The students also planted seeds in pots make from recycled cardboard that they will take home and then transplant into gardens or pots. The pots will decompose or decay with the moisture. The children placed seedling mix in the pots.

Care for the seedlings: keep pots and soil moist, place pot on plate or in bowl to keep soil moist from the bottom up, if pot is dry  that will wick away moisture from the soil. If you want to speed up germination, cover the pot with saran wrap for a hothouse effect until the seeds germinate.  When the seeds have three sets of leaves, harden off before transplanting outside. That means, for about 3 days, keep outside in shade for increasing amounts of time for the plant to get used to the new environment. (This obviously isn't necessary if you're keeping the plant inside. You'll want to plant it in another pot, though). Before transplanting, take off or tear the bottom of the pot so the roots will grow down.

Tuesday, March 27, 2018

Ms. Gardner's Class Plants in the Salsa Garden

On March 15 Ms. Gardner's 2nd graders planted in their salsa bed. They planted cilantro seeds, onion and garlic bulbs and a tomato seedling.  The tomato seedling is a sun gold, a variety of a cherry tomato. Cherry tomatoes do well in our climate zone.

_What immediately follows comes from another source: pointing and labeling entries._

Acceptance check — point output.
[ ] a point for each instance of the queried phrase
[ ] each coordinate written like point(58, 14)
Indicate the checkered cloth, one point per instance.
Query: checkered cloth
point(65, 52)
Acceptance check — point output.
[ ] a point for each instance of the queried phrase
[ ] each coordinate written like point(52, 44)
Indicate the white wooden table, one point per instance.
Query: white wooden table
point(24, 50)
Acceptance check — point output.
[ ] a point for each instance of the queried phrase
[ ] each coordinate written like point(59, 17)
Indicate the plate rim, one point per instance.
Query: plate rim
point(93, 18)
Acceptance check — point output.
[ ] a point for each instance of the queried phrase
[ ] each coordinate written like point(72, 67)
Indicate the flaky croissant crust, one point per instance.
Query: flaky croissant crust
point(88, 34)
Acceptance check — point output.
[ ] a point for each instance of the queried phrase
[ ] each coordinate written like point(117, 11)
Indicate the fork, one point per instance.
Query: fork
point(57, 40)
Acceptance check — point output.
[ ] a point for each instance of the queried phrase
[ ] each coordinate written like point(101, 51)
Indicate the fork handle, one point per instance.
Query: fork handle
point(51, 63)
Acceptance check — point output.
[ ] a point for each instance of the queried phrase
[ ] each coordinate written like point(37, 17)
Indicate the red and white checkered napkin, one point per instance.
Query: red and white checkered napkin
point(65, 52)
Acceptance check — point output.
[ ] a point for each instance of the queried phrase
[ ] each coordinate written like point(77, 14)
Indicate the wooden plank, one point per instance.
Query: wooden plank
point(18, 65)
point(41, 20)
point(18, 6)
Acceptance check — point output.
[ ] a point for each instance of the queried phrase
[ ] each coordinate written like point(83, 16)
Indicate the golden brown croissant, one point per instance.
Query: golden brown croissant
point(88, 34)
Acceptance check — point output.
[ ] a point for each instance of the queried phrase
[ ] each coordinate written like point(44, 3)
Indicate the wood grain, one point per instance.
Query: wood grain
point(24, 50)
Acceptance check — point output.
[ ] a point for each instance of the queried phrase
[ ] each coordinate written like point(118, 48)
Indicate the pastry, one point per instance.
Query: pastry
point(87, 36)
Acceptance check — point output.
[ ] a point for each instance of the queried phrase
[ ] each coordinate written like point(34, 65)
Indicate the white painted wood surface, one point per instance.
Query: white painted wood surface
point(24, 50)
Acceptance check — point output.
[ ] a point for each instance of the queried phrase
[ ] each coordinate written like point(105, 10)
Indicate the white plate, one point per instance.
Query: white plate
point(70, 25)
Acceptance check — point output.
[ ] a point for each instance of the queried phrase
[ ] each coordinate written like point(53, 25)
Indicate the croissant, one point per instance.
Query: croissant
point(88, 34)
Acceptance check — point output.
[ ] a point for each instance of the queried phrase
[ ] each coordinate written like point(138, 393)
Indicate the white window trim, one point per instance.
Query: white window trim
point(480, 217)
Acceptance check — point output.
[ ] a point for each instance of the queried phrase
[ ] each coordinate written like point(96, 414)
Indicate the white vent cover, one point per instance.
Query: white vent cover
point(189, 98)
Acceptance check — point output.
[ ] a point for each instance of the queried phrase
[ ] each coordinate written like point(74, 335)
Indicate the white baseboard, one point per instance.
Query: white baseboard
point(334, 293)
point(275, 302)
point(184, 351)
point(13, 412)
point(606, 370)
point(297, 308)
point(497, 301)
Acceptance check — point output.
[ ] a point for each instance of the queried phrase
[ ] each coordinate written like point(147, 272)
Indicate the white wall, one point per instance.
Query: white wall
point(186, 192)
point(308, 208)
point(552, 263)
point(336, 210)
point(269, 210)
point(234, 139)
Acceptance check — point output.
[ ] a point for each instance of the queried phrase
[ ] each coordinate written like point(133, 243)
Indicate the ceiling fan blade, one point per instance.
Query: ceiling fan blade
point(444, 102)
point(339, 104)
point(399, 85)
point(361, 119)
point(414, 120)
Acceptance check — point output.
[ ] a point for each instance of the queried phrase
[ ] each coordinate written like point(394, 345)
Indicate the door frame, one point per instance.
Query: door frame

Ms. Marie showed the children how to plant a tomato seedling so it grows well: take off the bottom 1/3 leaves and then bury the plant up to the new bottom leaves. The places where the leaves were growing, as well as the tiny hairs on the stem will become roots and the plant will be stronger than it would have been if it'd been planted without removing the leaves.

Before planting the students harvested some romaine lettuce that they planted several months ago. They made a small salad later in the day. They also used trowels to turn the soil in the bed and mix in compost.

The bed is right outside of the classroom so the children will be able to water and watch the plants grow.

Harvesting romaine lettuce



Planting a tomato seedling


Wednesday, March 14, 2018

Ms. Fein's 2nd Graders Plant in the Salsa Garden

Today Ms. Fein's 2nd graders planted in the Salsa Garden.  We introduced the lesson in the classroom. Several children knew that salsa means sauce in Spanish.  We also discussed the ingredients in salsa. We're planting tomatoes, cilantro, jalapeno peppers, onion and garlic.

Ms. Marie showed the children a good way to plant a tomato seedling to make a stronger plant-take off the bottom 1/3 or 1/2 stems and leaves and flowers and then plant the seedling up to the current bottom branch. All of the hairs on the stem and the places where the other leaves and branches were will become roots.  The children helped plant the seedlings.

Children also planted seeds of cilantro and jalapeno pepper, onion starts and some garlic. They learned that you plant the seed twice as deep as the seed is wide. In the case of these seeds they barely cover them.

We put tomato cages around the plants to keep the branches and fruit off of the ground. Tomorrow we'll put a cover on top of the seeds to keep them warmer and help them germinate more quickly. Thanks to Ms. Ashley for helping.

After planting the children enjoyed a snack of salsa and tortilla chips. This food was generously donated by Gelson's Market, one of our community sponsors.  When the children harvest the vegetables as 3rd graders they will make their own salsa!

Planting a Sun Gold tomato seedling



Planting jalapeno pepper seeds donated by Renee's Garden Seeds



Sunday, March 11, 2018

Ms. Soo's 1st Graders Plant in Their Salad Garden

This week Ms. Soo's 1st graders planted in their raised bed. The bed is right by their classroom so they'll be able to watch the seeds germinate and grow.

Before planting the children used trowels to turn the soil. We had added some Armstrong's Organic Compost the day before. They learned that trowels are small and shovels are big.

The children planted heirloom lettuce seeds and carrot seeds that were donated to the school by Seed Savers Exchange and Renee's Garden.  They planted orange and purple carrots. The bed already contains some arugula that was self seeded from last year's plants.

The lettuce seeds and carrot seeds are very tiny. The children sprinkled them on the soil and then barely covered them. The rule for planting depth is to plant twice the diameter of the seed.